State violence, particularly the use of torture, abductions, and targeted assassinations are now justified as part of a state of exception in which a “political culture of hyper-punitiveness”[41] has become normalized. Revealing itself in a blatant display of unbridled arrogance and power, it is unchecked by any sense of either conscience or morality. How else to explain the right-wing billionaire, Charles Koch, insisting that the best way to help the poor is to get rid of the minimum wage. In response, journalist Rod Bastanmehr points out that “Koch didn’t acknowledge the growing gap between the haves and the have-nots, but he did make sure to show off his fun new roll of $100-bill toilet paper, which was a real treat for folks everywhere.”[42] It gets worse. Ray Canterbury, a Republican member of the West Virginia House of Delegates insisted that “students could be forced into labor in exchange for food.”[43] In other words, students could clean toilets, do janitorial work or other menial chores in order to pay for their free school breakfast and lunch programs. In Maine, Rep. Bruce Bickford (R) has argued that the state should do away with child labor laws. His rationale speaks for itself. He writes: “”Kids have parents. Let the parents be responsible for the kids. It’s not up to the government to regulate everybody’s life and lifestyle. Take the government away. Let the parents take care of their kids.”[44] This is a version of social Darwinism on steroids, a tribute to Ayn Rand that would make even her blush.

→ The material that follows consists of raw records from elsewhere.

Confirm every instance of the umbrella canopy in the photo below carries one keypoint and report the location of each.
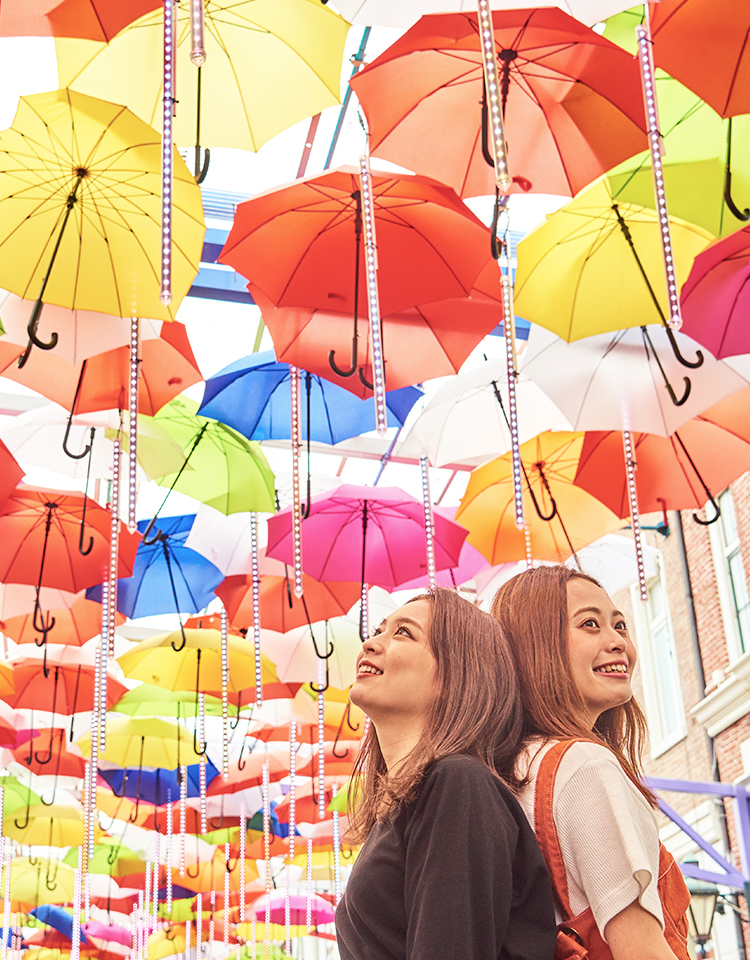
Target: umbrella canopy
(614, 381)
(716, 296)
(40, 533)
(298, 243)
(291, 49)
(571, 101)
(226, 471)
(377, 532)
(560, 517)
(704, 45)
(280, 609)
(65, 144)
(580, 272)
(252, 395)
(167, 577)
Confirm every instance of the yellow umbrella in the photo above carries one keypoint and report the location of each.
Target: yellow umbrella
(50, 826)
(578, 274)
(71, 154)
(558, 520)
(269, 64)
(143, 742)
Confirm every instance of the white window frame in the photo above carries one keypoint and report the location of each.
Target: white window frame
(660, 740)
(724, 587)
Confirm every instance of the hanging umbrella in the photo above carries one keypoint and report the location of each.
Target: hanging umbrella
(571, 101)
(560, 517)
(70, 155)
(291, 49)
(616, 381)
(466, 421)
(280, 609)
(167, 576)
(596, 265)
(430, 246)
(420, 342)
(714, 297)
(226, 471)
(375, 532)
(252, 395)
(704, 45)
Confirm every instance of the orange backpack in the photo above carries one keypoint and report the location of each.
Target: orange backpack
(578, 937)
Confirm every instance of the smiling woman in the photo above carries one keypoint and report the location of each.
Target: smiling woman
(450, 867)
(619, 892)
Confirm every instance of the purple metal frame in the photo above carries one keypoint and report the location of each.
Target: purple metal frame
(731, 877)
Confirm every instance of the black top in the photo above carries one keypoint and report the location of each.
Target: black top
(454, 875)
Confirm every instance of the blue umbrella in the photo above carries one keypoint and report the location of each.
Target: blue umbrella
(157, 785)
(252, 395)
(168, 577)
(58, 918)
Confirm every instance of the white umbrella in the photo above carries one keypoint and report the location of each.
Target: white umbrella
(464, 423)
(403, 13)
(613, 382)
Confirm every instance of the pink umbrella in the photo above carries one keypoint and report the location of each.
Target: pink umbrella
(372, 534)
(322, 911)
(716, 296)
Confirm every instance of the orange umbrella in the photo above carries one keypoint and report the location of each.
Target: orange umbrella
(571, 99)
(74, 625)
(560, 517)
(280, 610)
(102, 382)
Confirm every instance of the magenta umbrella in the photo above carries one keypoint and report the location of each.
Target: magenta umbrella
(716, 296)
(372, 534)
(322, 911)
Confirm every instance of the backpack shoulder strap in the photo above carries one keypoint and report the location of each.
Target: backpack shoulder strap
(544, 823)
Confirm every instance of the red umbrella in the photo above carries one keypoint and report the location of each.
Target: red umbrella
(704, 44)
(101, 382)
(280, 610)
(298, 244)
(572, 101)
(716, 296)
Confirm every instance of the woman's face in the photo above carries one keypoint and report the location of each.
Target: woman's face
(602, 655)
(396, 670)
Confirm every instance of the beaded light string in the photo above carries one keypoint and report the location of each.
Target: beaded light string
(133, 420)
(429, 527)
(256, 608)
(336, 856)
(197, 33)
(224, 694)
(267, 857)
(294, 384)
(373, 296)
(646, 61)
(635, 519)
(308, 904)
(168, 109)
(243, 831)
(183, 805)
(169, 851)
(292, 785)
(492, 86)
(321, 740)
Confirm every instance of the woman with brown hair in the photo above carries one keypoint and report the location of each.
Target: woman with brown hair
(617, 890)
(449, 867)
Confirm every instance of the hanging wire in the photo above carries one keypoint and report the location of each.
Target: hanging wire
(373, 296)
(656, 146)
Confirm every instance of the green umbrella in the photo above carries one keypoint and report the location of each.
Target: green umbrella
(695, 159)
(221, 468)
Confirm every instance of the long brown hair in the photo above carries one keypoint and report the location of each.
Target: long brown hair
(477, 711)
(532, 610)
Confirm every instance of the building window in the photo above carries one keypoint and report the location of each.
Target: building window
(659, 671)
(730, 577)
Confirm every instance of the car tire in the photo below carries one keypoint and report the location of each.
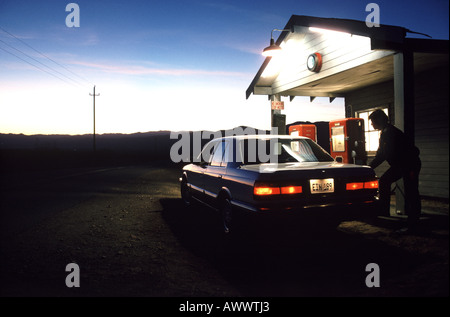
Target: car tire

Public values are not only under attack in the United States and elsewhere but appear to have become irrelevant just as those spaces that enable an experience of the common good are now the object of disdain by right-wing and liberal politicians, anti-public intellectuals and an army of media pundits. State violence operating under the guise of personal safety and security, while parading as a bulwark of democracy, actually does the opposite and cancels out democracy “as the incommensurable sharing of existence that makes the political possible.”[45] Symptoms of ethical, political and economic impoverishment are all around us.
One recent example can be found in the farm bill passed by Republicans, which provides $195 billion in subsidies for agribusiness, while slashing roughly $4 billion from the Supplemental Nutrition Assistance Program (SNAP). SNAP provides food stamps for the poor. Not only are millions of food stamp beneficiaries at risk, but it is estimated that benefits would be eliminated for nearly two millions Americans, many of them children. Katrina vanden Huevel writes in the Washington Post that it is hard to believe that any party would want to publicize such cruel practices. She writes:
“In this time of mass unemployment, 47 million Americans rely on food stamps. Nearly one-half are children under 18; nearly 10 percent are impoverished seniors. The recipients are largely white, female and young. The Republican caucus has decided to drop them from the bill as “extraneous,” without having separate legislation to sustain them. Who would want to advertise these cruel values?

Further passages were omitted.